However, Karpinski said that with Obama's "great new green dream team" and more members in the U.S. Congress who support action to curb climate change, a law to limit greenhouse gas emissions is more likely, as is a global agreement to succeed the current phase of the carbon-capping Kyoto Protocol.

Even most of those who disagree with Obama on climate change accept the qualifications of his appointees, but Myron Ebell of the pro-business Competitive Enterprise Institute criticized Holdren and Lubchenco as being "on the scientific fringe of global warming alarmism."

Environmental groups have clashed repeatedly with the Bush White House on science policy, especially when that was at odds with energy policy.

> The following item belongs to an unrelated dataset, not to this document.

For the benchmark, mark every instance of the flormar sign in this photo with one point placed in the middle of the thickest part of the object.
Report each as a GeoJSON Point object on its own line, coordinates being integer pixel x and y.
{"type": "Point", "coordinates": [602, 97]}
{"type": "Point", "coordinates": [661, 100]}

President George W. Bush vowed to regulate carbon emissions when he campaigned for the White House in 2000, but changed course soon after taking office in 2001, and for most of his tenure voiced skepticism that cutting back on human-generated carbon dioxide emissions would solve the problem.

Under his stewardship, the United States has been alone among major industrialized nations in rejecting the carbon-capping Kyoto Protocol. Bush has refused to impose economy-wide limits on carbon emissions, maintaining that this would hamper U.S. competition with fast-growing, big-emitting economies like China and India.

Bush's Environmental Protection Agency chief has balked at limiting climate-warming carbon emissions, even after the U.S. Supreme Court ruled that the agency has the power to do this.